Key technical contributions include:

  1. Reliability‑Weighted CI Testing – By attaching a Bayesian posterior to each CI test, BCCD replaces the traditional binary accept/reject decision with a graded confidence that can be directly compared across tests.
  2. Conflict Resolution Policy – The algorithm defines a deterministic rule: higher‑reliability statements always take precedence, effectively preventing error propagation from low‑confidence tests.
  3. Single‑Model Output with Confidence Annotation – After all constraints have been satisfied, BCCD yields a single directed acyclic graph (or a maximal ancestral graph when latent variables are present) together with edge‑wise posterior probabilities, enabling users to assess which causal claims are robust and which are tentative.
  4. Scalable Implementation – Although Bayesian scoring adds computational overhead, the authors show that the sorting step and the reuse of scores across multiple CI tests keep the overall runtime comparable to that of conventional PC/FCI on moderate‑size problems (up to a few hundred variables).

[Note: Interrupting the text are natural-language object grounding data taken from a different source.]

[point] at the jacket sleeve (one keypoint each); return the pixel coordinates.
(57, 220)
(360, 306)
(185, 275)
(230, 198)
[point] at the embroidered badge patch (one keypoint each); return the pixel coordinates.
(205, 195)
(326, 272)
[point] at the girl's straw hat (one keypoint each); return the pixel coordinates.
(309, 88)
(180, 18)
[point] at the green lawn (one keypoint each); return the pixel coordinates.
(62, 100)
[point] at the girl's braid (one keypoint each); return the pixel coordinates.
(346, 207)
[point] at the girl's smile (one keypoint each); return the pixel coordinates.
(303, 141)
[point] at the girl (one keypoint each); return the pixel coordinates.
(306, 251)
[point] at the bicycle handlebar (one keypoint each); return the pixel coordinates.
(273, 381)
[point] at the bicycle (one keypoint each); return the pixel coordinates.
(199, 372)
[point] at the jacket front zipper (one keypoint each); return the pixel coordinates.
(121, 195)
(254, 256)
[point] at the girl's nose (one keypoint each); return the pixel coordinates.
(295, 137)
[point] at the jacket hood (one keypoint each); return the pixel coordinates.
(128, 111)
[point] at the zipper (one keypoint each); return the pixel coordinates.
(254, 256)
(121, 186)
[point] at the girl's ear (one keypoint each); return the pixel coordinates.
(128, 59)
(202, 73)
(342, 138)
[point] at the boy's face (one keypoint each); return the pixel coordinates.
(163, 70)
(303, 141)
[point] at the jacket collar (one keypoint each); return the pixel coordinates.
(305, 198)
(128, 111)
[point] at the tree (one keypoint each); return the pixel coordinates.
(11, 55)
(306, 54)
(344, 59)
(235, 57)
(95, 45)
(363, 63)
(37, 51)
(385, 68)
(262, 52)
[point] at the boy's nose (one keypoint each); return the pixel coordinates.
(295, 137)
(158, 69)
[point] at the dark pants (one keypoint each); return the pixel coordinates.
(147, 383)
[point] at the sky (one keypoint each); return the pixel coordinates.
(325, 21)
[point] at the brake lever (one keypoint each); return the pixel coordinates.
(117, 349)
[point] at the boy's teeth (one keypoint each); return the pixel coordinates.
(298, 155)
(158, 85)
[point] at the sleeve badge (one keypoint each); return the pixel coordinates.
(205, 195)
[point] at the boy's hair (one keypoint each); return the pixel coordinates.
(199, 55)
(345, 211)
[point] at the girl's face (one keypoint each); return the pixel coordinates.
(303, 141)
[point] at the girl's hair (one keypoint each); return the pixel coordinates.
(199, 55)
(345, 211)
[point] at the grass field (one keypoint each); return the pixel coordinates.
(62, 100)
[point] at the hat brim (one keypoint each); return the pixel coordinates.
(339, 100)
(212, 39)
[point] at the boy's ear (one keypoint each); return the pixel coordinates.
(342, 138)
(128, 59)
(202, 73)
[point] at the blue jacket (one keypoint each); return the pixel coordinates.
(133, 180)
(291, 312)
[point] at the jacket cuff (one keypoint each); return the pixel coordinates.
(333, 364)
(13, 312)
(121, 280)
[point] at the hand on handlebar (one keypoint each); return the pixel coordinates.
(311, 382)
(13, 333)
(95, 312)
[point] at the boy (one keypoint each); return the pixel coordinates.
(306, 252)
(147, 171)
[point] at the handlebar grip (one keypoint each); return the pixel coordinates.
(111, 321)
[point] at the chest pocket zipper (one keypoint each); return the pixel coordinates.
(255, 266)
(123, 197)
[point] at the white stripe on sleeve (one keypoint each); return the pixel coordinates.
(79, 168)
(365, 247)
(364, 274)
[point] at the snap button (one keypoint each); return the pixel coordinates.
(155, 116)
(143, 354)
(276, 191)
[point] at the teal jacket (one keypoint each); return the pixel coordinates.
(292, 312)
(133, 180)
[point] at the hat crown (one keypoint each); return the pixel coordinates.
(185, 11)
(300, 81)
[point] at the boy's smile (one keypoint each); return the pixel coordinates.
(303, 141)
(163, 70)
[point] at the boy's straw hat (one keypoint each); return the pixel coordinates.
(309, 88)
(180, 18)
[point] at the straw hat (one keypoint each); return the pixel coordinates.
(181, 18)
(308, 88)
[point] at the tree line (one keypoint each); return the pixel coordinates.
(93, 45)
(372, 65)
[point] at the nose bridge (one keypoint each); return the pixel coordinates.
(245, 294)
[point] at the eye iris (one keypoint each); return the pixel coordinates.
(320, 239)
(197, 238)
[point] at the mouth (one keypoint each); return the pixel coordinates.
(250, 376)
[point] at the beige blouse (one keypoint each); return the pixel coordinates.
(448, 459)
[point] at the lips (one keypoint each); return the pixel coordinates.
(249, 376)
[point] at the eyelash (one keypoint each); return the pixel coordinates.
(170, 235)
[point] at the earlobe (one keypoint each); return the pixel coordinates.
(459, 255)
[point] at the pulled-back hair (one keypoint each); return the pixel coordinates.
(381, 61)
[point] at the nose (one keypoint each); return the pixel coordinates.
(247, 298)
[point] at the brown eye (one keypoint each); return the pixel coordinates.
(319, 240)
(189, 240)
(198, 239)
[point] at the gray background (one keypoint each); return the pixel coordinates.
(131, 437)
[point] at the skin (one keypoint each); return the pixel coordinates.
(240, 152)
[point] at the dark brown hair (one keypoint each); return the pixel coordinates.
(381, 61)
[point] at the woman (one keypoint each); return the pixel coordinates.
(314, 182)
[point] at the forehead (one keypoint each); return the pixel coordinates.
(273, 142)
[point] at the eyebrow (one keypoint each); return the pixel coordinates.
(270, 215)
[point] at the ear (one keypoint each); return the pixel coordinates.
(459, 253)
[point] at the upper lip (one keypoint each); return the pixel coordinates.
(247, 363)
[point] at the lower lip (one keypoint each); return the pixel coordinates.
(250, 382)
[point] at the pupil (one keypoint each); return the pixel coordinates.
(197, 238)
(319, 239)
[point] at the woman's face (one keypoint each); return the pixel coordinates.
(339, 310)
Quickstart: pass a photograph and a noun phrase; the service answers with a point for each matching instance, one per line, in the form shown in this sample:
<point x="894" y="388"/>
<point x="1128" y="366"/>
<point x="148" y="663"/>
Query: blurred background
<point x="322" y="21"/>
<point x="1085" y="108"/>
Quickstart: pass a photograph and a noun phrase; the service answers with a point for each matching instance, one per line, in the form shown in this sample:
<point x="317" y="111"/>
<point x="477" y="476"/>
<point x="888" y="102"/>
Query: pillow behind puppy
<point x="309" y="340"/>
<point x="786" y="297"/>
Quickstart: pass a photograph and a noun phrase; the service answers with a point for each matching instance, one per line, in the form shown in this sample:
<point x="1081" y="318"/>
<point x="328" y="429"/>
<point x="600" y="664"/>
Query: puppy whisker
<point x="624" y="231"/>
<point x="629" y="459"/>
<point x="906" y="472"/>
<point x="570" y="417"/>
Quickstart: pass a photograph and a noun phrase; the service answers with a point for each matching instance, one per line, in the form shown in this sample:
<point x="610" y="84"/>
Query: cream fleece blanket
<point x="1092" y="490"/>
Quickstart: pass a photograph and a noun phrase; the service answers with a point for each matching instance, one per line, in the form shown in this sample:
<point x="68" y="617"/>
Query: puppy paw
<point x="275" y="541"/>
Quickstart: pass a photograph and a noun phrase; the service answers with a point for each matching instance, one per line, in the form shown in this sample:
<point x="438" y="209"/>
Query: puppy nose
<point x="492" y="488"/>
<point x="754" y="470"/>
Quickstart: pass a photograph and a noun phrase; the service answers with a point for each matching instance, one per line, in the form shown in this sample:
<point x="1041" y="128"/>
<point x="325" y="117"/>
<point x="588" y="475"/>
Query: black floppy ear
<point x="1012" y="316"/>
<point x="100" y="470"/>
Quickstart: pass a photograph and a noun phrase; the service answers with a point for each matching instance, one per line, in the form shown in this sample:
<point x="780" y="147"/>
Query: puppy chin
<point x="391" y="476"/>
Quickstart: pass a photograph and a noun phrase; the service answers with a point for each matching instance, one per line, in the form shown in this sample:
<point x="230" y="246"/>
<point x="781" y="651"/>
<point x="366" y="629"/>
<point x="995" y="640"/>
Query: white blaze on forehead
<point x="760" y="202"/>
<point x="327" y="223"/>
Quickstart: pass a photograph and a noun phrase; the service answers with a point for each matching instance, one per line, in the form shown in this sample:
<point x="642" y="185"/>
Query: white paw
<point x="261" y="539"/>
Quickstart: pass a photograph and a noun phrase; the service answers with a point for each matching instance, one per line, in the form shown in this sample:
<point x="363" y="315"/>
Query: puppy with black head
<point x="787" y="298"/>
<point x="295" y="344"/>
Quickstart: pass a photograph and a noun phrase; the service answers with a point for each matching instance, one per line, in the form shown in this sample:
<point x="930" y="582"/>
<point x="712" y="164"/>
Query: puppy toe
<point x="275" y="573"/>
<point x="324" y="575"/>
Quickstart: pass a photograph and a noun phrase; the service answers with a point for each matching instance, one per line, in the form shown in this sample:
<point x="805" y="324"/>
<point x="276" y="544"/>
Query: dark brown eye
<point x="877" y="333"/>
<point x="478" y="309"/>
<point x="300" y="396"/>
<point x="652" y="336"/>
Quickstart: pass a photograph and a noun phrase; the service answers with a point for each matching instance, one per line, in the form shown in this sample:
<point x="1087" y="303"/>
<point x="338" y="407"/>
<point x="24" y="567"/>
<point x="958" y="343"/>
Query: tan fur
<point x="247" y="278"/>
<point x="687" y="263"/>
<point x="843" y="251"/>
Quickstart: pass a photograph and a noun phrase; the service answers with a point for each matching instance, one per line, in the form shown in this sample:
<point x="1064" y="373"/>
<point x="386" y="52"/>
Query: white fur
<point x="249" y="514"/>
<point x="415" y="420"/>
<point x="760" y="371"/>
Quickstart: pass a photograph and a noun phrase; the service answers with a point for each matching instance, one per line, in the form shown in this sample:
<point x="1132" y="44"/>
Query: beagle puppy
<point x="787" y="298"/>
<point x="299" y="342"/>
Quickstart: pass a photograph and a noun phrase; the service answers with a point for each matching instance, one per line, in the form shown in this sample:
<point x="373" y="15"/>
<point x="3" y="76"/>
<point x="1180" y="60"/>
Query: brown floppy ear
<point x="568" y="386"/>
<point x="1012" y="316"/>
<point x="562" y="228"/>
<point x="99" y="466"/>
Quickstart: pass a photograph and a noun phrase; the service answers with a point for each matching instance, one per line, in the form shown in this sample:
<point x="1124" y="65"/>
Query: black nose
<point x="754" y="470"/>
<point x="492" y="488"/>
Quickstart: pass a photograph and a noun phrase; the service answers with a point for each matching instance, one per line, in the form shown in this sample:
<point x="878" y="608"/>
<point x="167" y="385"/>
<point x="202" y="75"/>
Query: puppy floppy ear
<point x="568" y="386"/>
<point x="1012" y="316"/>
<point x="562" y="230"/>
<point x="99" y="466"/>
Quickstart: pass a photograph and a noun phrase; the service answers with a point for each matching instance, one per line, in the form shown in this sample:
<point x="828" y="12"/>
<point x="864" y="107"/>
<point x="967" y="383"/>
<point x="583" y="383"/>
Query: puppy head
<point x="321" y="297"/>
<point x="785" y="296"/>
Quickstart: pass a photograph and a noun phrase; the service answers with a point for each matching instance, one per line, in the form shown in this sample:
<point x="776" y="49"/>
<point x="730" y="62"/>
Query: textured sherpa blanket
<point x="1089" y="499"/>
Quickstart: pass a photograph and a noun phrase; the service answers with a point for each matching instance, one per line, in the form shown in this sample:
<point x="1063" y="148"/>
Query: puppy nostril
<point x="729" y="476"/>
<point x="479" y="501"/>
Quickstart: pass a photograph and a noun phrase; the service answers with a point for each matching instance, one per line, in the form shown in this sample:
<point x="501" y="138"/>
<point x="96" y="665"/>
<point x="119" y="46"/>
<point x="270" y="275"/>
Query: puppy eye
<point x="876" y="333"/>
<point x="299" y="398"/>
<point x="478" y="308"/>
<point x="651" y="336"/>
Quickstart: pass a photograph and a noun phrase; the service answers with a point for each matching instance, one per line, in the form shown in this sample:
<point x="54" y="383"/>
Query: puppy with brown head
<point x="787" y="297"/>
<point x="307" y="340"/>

The empirical evaluation consists of two parts. First, synthetic data are generated from known DAGs with varying numbers of variables (10–100) and sample sizes (100–500). BCCD consistently outperforms FCI and Conservative‑PC in terms of precision, recall, and F1‑score, especially in low‑sample regimes where traditional CI tests are most error‑prone. Second, real‑world benchmarks—including a Beijing air‑quality dataset and a gene‑expression regulatory network—demonstrate that BCCD recovers known causal relationships with fewer false positives and provides meaningful reliability scores that correlate with external validation experiments.

Despite its strengths, the paper acknowledges several limitations. The Bayesian scores depend on the choice of priors (e.g., equivalent sample size for BDeu), which can influence reliability estimates; automated prior selection or empirical Bayes methods are suggested as future work. Moreover, the current implementation scales quadratically with the number of variables due to repeated score calculations; the authors propose parallelization and sampling‑based approximations to address large‑scale settings. Finally, extensions to handle temporal data, non‑linear relationships, or mixed observational/interventional datasets remain open research directions.

In summary, BCCD offers a principled way to blend the interpretability and theoretical rigor of constraint‑based causal discovery with the uncertainty quantification inherent in Bayesian inference. By ranking CI statements according to posterior reliability and allowing those rankings to guide the graph construction, the method mitigates error propagation, yields a single, well‑annotated causal model, and demonstrates superior performance on both synthetic and real data. This work therefore represents a significant step toward more trustworthy causal inference in practical, data‑limited scenarios.